Moderators of thousands of of Reddit’s forums, representing the vast majority of its content, have gone dark in protest at new API fees
Thousands of Reddit forums – called subreddits – have become inaccessible in protest against policy changes by the company.
The site’s unpaid subreddit moderators say they are protesting a plan to increase charges to third-party apps as of next month.
The charges, announced in April, follow similar price increases by Twitter, which in February began charging third-party developers for access to its data, which was previously free.
Twitter also changed its terms in January to shut down long-standing third-party apps such as Twitteriffic.
In protest at Reddit’s changes the moderators of thousands of subreddits, including the most popular subs such as r/funny, with more than 40 million followers, have made the subs private for 48 hours or longer.
Five out of the six subreddits with more than 30 million followers, including r/aww, r/gaming and r/Music, have all gone private, according to reddark, which is tracking the protest.
The move means the sub can only be accessed after the moderator grants permission.
In all, more than 6,000 of Reddit’s 7,265 subreddits had gone dark as of Monday morning, according to reddark.
Late last year OpenAI disclosed that its popular chatbot, ChatGPT, was trained on vast amounts of content from Reddit, amongst many other sources.
In response Reddit said it was increasing charges for third parties that use large amounts of data.
“The Reddit corpus of data is really valuable. But we don’t need to give all of that value to some of the largest companies in the world for free,” Reddit chief executive Steve Huffman told the New York Times in April.
But the charges also affect the most popular third-party apps for using Reddit itself, which also draw large amounts of data from the company’s servers.
Apps such as Apollo, Reddit is Fun, Sync and ReddPlanet were set up long before Reddit had an official app of its own. All four said they would be forced to shut down when the charging system is introduced on 1 July.
Apollo developer Christian Selig said he would have to pay $20 million (£16m) a year to continue operating under the new charges.
“Reddit needs to be a self-sustaining business, and to do that, we can no longer subsidise commercial entities that require large-scale data use,” Huffman said in a post on Friday.
Focus on profits
In a question-and-answer session on Friday he defended the company’s focus on profits.

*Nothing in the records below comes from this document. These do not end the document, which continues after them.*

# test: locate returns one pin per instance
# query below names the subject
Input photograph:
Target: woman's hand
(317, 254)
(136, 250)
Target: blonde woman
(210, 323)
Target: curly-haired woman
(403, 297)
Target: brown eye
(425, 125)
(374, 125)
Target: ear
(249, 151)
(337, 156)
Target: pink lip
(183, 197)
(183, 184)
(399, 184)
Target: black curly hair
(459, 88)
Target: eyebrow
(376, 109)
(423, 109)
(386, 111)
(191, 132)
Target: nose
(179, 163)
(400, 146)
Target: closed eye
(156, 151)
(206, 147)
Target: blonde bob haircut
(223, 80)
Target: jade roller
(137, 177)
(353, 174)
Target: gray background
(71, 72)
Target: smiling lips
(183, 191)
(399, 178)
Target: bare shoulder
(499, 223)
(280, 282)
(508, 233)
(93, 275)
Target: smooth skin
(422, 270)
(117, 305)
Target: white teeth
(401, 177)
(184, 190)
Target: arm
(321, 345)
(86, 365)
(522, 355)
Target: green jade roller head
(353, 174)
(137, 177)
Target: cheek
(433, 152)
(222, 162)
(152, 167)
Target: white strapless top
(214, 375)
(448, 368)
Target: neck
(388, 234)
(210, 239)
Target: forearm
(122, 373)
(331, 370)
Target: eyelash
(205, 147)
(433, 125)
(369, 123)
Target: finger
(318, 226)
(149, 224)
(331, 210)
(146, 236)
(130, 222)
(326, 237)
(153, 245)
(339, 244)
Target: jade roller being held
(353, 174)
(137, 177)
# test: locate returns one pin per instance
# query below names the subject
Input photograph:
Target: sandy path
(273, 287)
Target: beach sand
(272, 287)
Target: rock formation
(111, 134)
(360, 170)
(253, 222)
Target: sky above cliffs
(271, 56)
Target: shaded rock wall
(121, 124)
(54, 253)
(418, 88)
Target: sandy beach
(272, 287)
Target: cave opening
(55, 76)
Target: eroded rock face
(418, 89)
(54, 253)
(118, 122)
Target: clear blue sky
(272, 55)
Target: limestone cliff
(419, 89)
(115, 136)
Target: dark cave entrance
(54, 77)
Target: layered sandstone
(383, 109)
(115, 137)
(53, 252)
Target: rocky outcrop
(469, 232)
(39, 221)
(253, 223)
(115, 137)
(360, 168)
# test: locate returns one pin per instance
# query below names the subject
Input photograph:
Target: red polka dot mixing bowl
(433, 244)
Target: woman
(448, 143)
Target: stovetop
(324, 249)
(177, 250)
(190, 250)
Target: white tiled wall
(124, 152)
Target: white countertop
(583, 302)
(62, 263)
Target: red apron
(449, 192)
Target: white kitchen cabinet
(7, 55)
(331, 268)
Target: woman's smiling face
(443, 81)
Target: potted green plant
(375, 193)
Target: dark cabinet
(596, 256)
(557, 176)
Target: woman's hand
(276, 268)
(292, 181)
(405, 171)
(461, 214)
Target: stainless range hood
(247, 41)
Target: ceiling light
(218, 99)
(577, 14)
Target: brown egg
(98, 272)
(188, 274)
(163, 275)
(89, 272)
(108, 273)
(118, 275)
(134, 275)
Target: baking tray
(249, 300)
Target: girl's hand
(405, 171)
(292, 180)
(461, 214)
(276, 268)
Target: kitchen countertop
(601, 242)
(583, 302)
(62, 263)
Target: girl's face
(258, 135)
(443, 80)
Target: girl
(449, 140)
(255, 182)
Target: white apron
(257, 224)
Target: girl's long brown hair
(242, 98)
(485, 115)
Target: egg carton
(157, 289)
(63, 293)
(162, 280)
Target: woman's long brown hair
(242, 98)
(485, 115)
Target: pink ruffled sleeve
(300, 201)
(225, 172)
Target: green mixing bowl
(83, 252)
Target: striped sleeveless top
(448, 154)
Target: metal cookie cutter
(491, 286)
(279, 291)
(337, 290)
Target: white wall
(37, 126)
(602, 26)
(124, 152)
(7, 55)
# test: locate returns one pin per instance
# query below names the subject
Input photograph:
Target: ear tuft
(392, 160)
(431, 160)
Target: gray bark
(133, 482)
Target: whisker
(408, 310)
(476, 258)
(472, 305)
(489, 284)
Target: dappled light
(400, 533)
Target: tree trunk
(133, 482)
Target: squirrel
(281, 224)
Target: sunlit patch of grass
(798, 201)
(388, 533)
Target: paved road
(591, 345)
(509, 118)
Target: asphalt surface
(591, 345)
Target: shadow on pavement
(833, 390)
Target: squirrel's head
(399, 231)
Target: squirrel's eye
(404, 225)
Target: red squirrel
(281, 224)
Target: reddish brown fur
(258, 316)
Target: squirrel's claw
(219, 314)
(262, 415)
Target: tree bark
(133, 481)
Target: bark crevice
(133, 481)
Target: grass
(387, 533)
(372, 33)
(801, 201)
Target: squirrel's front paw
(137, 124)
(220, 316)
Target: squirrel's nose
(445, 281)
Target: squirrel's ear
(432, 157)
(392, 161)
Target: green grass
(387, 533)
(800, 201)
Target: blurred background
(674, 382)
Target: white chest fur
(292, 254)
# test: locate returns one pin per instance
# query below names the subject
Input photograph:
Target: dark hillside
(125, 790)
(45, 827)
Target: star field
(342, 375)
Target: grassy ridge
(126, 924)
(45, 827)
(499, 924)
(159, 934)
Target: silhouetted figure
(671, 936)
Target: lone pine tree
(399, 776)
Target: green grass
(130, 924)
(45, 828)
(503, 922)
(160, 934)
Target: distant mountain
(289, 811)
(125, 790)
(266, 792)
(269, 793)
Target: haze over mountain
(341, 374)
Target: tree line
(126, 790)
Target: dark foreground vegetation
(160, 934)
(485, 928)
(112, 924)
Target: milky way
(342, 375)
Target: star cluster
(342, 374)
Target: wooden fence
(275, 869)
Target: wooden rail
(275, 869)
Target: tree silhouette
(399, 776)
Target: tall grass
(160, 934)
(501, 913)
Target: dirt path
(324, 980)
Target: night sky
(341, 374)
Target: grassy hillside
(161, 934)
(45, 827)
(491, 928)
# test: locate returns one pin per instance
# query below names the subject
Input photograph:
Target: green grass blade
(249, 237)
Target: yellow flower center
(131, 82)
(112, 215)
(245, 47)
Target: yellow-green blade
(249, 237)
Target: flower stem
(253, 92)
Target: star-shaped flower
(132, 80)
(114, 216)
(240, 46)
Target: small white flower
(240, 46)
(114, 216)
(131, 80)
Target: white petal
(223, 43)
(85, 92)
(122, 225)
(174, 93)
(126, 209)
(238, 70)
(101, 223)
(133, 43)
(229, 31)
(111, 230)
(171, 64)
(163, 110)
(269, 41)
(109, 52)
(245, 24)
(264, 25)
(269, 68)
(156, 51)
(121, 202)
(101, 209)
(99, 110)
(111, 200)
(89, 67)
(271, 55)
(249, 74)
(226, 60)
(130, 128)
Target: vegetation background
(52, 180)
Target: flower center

“We’ll continue to be profit-driven until profits arrive. Unlike some of the 3P [third-party] apps, we are not profitable,” Huffman wrote.
He said 90 percent of third-party Reddit apps will be unaffected by the charges of $0.24 per 1,000 API calls, because Reddit is offering free access to clients that require up to 100 API or 10 API queries per minute, depending on the client ID.
Non-commercial, accessibility-focused apps and tools will continue to have free access, Reddit said.